One way to give yourself a good start is to make sure that you are well prepared with the proper materials and equipment. It's often been my experience to see many enthusiastic and talented student painters become disappointed with their results because of poor equipment and lack of organization. Let me make some suggestions that will hopefully have a positive influence on you and your "open air" painting.
Let's start with the easel.
The standard 'French Easel' is a plein air artist's primary piece of gear. It contains the paint box, palette, small canvases etc, and serves as the platform on which to paint. It is somewhat of a time consuming thing to set up, but it has a solid stance (if all of the nuts and bolts are tightened properly). They can be a problem for some smaller painters, but fortunately there are half-sized easels with less of the weight but with the same clever construction.
Here is how I set up with my large French Easel. You may notice how it has the advantage of workspace in front and back. The Shadebuddy umbrella is a necessity for most days.

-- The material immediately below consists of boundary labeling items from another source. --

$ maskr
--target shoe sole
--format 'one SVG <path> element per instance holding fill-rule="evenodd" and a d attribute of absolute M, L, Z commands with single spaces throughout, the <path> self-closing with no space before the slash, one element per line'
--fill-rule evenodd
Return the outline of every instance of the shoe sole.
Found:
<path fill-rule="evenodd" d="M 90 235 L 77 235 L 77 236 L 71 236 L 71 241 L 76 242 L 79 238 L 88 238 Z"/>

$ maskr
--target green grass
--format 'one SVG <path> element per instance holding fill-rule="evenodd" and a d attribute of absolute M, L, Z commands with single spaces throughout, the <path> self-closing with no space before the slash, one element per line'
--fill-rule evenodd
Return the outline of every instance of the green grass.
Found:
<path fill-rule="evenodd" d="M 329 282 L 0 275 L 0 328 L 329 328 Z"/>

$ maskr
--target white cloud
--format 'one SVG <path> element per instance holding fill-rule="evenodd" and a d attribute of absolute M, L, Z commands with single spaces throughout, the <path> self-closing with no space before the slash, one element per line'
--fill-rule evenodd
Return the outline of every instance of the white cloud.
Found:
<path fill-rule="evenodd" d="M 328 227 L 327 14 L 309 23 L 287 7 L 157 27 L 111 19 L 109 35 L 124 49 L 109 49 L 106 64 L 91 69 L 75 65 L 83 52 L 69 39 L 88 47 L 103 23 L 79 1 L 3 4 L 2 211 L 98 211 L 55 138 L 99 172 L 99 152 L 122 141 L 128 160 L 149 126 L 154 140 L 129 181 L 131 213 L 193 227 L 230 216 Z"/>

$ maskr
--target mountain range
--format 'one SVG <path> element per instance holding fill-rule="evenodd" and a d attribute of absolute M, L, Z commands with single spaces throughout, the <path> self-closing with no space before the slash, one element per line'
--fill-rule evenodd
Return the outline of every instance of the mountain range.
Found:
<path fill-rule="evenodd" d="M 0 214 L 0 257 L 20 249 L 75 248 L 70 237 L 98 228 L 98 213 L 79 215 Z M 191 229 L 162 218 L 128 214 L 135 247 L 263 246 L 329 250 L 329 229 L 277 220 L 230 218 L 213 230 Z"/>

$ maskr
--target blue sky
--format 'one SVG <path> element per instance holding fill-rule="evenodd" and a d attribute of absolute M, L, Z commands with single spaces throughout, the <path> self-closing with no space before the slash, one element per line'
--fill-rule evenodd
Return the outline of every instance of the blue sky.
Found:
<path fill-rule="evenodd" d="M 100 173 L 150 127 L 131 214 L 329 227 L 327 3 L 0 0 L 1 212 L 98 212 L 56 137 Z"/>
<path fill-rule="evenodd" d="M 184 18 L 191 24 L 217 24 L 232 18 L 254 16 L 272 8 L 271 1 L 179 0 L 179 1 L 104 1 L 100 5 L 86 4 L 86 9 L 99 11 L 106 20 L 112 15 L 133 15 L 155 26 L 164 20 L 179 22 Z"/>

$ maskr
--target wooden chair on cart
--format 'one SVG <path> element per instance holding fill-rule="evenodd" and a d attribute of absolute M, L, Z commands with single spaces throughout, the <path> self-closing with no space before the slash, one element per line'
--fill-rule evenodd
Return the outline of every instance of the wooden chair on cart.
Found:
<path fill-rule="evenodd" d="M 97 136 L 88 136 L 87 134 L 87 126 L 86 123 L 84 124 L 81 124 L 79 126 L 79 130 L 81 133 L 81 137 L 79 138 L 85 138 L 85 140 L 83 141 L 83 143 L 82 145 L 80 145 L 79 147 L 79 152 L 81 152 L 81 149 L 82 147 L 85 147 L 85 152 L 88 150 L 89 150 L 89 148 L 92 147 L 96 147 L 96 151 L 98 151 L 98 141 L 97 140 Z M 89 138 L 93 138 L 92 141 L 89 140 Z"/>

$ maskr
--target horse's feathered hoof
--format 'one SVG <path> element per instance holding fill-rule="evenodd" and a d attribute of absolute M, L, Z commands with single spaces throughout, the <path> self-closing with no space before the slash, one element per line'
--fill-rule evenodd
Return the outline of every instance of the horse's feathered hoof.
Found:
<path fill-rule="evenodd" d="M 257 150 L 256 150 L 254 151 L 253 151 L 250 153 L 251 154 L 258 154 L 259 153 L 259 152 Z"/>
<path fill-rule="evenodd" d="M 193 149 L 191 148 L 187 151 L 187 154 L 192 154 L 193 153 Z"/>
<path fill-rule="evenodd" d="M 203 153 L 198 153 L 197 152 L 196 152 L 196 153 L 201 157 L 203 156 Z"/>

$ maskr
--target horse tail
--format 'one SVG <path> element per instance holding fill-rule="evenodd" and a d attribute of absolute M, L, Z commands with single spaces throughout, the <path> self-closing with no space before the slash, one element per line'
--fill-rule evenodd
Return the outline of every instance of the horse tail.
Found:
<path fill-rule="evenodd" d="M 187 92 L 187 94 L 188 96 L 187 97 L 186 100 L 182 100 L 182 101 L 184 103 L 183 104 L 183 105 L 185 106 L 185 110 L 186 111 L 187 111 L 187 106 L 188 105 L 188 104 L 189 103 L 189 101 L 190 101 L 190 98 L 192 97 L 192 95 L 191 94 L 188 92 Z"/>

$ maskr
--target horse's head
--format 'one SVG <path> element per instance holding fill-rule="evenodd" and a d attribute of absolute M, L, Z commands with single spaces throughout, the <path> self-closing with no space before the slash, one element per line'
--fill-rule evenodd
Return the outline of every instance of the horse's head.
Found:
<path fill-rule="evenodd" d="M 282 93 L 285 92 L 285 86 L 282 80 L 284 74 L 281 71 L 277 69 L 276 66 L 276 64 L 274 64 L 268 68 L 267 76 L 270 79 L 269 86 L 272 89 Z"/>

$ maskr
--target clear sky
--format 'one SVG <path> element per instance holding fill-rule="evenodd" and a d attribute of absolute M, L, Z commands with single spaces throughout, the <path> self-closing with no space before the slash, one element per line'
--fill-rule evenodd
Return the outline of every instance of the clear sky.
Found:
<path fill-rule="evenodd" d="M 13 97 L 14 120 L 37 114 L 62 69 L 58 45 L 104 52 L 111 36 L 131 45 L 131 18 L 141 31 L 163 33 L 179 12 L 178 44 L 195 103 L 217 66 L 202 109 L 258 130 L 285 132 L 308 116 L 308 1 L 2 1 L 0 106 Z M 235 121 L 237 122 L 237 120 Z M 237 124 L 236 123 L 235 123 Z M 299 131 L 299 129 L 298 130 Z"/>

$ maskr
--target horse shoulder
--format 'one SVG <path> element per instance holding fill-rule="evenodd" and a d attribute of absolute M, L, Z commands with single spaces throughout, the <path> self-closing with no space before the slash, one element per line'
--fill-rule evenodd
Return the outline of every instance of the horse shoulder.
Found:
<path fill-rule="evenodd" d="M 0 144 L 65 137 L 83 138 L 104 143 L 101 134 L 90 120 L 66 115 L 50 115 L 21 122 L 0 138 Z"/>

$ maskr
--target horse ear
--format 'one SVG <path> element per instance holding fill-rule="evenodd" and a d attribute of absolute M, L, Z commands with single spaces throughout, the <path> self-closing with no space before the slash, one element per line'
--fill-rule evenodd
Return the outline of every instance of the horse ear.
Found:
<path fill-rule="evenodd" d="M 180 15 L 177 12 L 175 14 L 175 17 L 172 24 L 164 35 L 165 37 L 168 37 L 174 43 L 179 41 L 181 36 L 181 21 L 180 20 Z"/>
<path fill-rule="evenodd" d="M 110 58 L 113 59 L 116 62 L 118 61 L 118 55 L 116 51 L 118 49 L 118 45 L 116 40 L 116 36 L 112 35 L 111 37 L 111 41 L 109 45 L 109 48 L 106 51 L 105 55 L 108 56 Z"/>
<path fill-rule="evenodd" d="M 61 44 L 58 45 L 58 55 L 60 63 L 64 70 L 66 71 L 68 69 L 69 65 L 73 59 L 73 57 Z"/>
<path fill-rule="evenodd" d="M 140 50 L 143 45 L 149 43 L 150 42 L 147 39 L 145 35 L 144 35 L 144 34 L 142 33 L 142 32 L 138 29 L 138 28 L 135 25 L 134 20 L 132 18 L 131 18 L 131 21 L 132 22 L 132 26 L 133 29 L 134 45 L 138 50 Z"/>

Here is a close up of palette and a broad selection of bristle and synthetic brushes. Remember that bristle brushes are hollow and do not work well with water soluble pigments. The containers are for medium and cleaner. (Stay tuned for an upcoming newsletter where I elaborate on the type and use of brushes as well as the pros and cons of solvents, cleaners and mediums in a later newsletter.)
I am showing a range of materials that I use on a typical painting trip. From left to right: Bar of laundry soap for final brush cleaning, liquid medium, alkyd walnut oil medium, vegetable oil for cleaning brushes, apron, lint free paper towels, view finder, pliers and an assortment of hats. (Don't forget the bug spray.)
I must admit that I do use solvents such as Taltine and even turps if I am outside for my cleaning and underpainting...the health risk of turps is minimized and I can enjoy it's fast drying qualities.
Here is a photo of my Canoe Pack which holds all of a days equipment and materials. (including a couple of beers)
Above, I am teaching a workshop in Gibsons, British Columbia on my Soltek Easel. The Soltek is a modern aluminum design which has become very popular with plein air painters because of it's lightness of weight and speed of assembly.
P.S. The umbrella and holder is not standard equipment....and no, I don't have little yellow and white wings...that's an umbrella behind me. :D
Quote of the week:
"An artist is not paid for his labor, but for his vision."